The assembler - introduction

As already mentioned in the previous sections about programming, an assembler is a utility to translate assembly-language into machine-code.

This section shows how to use the assembler in more detail.

By now, the reader is assumed to be familiar with the concepts of assembly-language, macros, and the semantics of some basic (pseudo-)instructions. (Refer back to previous sections if necessary.)

The assembler is implemented in the Tcl programming language, which is excellent for implementing Domain-Specific Languages (DSL) such as the assembly-language used in this project.

Address-labels

Labels are placeholders for program-addresses.

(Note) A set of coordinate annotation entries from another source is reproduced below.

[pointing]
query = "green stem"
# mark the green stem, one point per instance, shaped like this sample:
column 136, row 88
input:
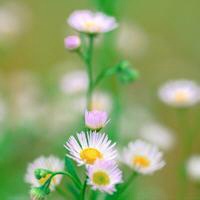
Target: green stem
column 84, row 189
column 69, row 175
column 88, row 61
column 61, row 192
column 186, row 150
column 124, row 187
column 128, row 183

Labels already appeared in the previous sections. An example of a label-definition and -reference is shown below:

        ibc1    1000    done    ;# Invert the bit at address 1000. 
                                ;#
                                ;# If the inverted bit is 0, 
                                ;# jump straight to "done",
                                ;# skipping the next instruction.

        set1    2000            ;# If the inverted bit was 1,
                                ;# set the bit at 2000 to 1.

: done 

The label "done" can be referenced by branch-like instructions occurring before or after the label-definition. (In the previous example, the label-reference occurred before the label-definition).

It's not allowed to reference a label defined outside the current macro.

Note the required whitespace between the colon (":") and the label-name ("done").

Variables

Variables are symbolic names for RAM-addresses. They already occurred in the section about extended assembly-language.

Each variable must be declared inside a macro-body, before its first use. Variables can be used as (part of) a data-address in an instruction.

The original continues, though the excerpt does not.